Drug Synergy and Mechanism of Action

By analyzing drug-induced changes in disease-specific patterns of gene expression, a new algorithm called DeMAND identifies the genes involved in implementing a drug's effects. The method could help predict undesirable off-target interactions, sugge…

By analyzing drug-induced changes in disease-specific patterns of gene expression, a new algorithm called DeMAND identifies the genes involved in implementing a drug's effects. The method could help predict undesirable off-target interactions, suggest ways of regulating a drug's activity, and identify novel therapeutic uses for FDA-approved drugs, three critical challenges in drug development.

Even when a drug has been shown to be effective for the treatment of human disease, the particular molecular mechanism through which it produces its therapeutic effect is in most cases a mystery. Moreover, once a drug enters the body, it becomes part of a complex system and can interact with other molecules in unpredictable ways, and can have different effects in different cell types. In many cases it is these off-target effects that limit a drug’s usefulness in a clinical setting.

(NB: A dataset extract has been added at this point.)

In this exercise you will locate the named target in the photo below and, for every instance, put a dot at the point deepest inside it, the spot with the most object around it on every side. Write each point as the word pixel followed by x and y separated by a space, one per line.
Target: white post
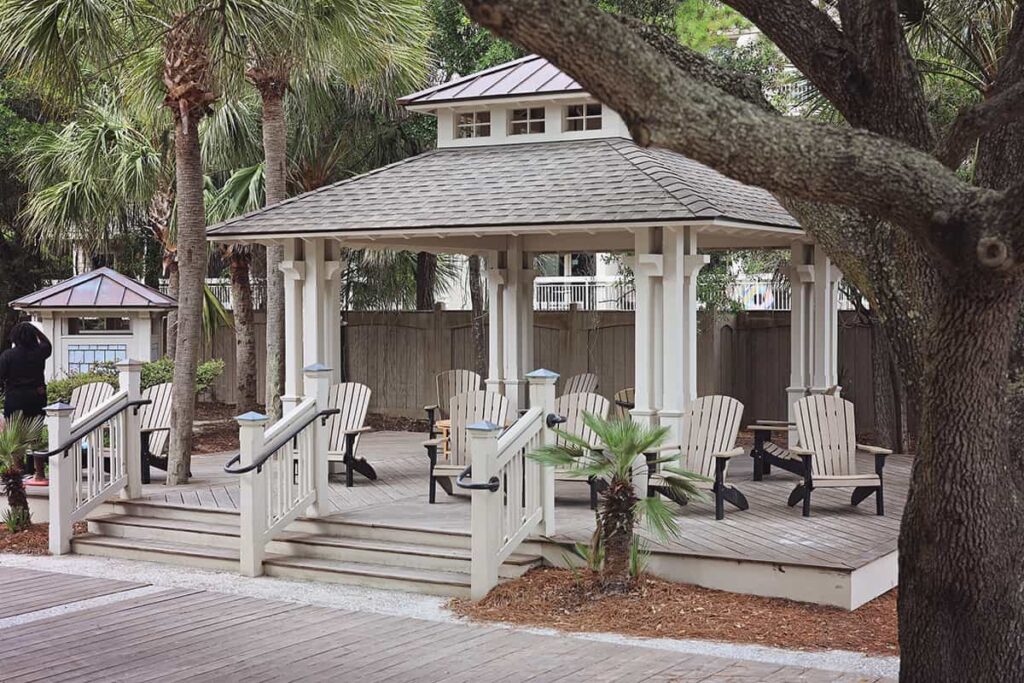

This presents a key challenge to drug discovery and development, as knowing a drug’s mechanism of action could make it possible to better optimize its effectiveness, identify combination therapies in a more rational manner, and better predict the likelihood of toxic effects.

Our laboratory has demonstrated that the network context that systems biology provides can offer ways to address this challenge. Just as genome-wide models of molecular interactions within cells provide a mechanistic context for understanding the emergence of cellular phenotypes, they also make it possible to study exactly how therapeutic interventions change the regulatory interaction networks these models describe. In this way, we can gain highly informative clues into how they produce their therapeutic effects.

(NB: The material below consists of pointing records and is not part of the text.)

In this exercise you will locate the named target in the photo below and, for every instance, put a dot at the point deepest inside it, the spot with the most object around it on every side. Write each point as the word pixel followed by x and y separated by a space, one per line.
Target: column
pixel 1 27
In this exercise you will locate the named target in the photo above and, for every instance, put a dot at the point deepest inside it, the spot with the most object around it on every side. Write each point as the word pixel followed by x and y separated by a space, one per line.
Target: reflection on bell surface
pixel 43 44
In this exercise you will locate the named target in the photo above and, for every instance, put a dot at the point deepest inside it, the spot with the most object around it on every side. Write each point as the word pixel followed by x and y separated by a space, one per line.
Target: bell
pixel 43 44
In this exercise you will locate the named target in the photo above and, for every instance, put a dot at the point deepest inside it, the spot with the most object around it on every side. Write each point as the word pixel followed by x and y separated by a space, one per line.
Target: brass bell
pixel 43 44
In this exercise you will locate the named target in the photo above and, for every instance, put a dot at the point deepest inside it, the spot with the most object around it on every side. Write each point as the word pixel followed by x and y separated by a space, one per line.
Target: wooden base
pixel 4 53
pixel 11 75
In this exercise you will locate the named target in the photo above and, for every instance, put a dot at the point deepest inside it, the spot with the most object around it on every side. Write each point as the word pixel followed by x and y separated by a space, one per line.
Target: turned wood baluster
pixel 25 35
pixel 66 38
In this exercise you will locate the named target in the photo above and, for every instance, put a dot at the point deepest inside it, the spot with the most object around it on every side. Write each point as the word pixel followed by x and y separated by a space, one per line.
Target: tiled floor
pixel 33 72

LINCS (Library of Integrated Network-Based Cellular Signatures)

Our laboratory is a member of the LINCS Program, a multi-institutional, collaborative project initiated by the National Institutes of Health whose goal is to identify and categorize molecular signatures that occur when cells are exposed to agents that perturb their normal function. We currently have two grants, the first focusing on technology development, and a second on the design of new computational tools.

By using high-throughput experimentation to perturb cells with pairs of agents in a very systematic fashion, our goal is to generate and categorize the molecular signatures that result in a way that will enable us to better understand the mechanisms of action (MoA) of many drugs. Using a variety of computational algorithms we also aim to predict — without the time and expense of actually testing every possible combination in the laboratory — which combinations of small molecules are most likely to have synergistic effects in live cells. Our hypothesis is that using combinations of compounds that target distinct, disease-maintaining modules in diseased cells hold more likelihood of effectiveness than compound combinations that target the same pathway.

DeMAND: An algorithm for predicting drug mechanism of action

In 2015, our laboratory published Detecting Mechanism of Action by Network Dysregulation (DeMAND), which built on other algorithms developed in our laboratory for the modeling of regulatory networks. DeMAND identifies proteins involved in a drug’s mechanism of action on a genome-wide basis. After developing a model of the particular cellular context before treatment, we then subject it to treatment and assess its global dysregulation of their molecular interactions following compound perturbation. Specifically, for every pair of genes representing an interaction, the algorithm computes the level of dysregulation introduced between them following exposure to the drug. It then identifies proteins participating in the most significant number of dysregulated interactions, hypothesizing that these are the ones most likely to play a key role in the drug’s mechanism of action.

Analysis of cellular perturbation profiles identified established MoA proteins for 70% of the tested compounds and elucidated novel proteins that were experimentally validated. Finally, unknown-MoA compound analysis revealed altretamine, an anticancer drug, as an inhibitor of glutathione peroxidase 4 lipid repair activity, which was experimentally confirmed, thus revealing unexpected similarity to the activity of sulfasalazine. This suggests that regulatory network analysis can provide valuable mechanistic insight into the elucidation of small-molecule MoA and compound similarity.


Selected related publications

Woo JH, Shimoni Y, Yang WS, Subramaniam P, Iyer A, Nicoletti P, Rodríguez Martínez M, López G, Mattioli M, Realubit R, Karan C, Stockwell BR, Bansal M, Califano A. Elucidating compound mechanism of action by network perturbation analysis. Cell. 2015 Jul 16;162(2):441-51.

Bansal M, Yang J, Karan C, Menden MP, Costello JC, Tang H, Xiao G, Li Y, Allen J, Zhong R, Chen B, Kim M, Wang T, Heiser LM, Realubit R, Mattioli M, Alvarez MJ, Shen Y; NCI-DREAM Community, Gallahan D, Singer D, Saez-Rodriguez J, Xie Y, Stolovitzky G, Califano A; NCI-DREAM Community. A community computational challenge to predict the activity of pairs of compounds. Nat Biotechnol. 2014 Dec;32(12):1213-22.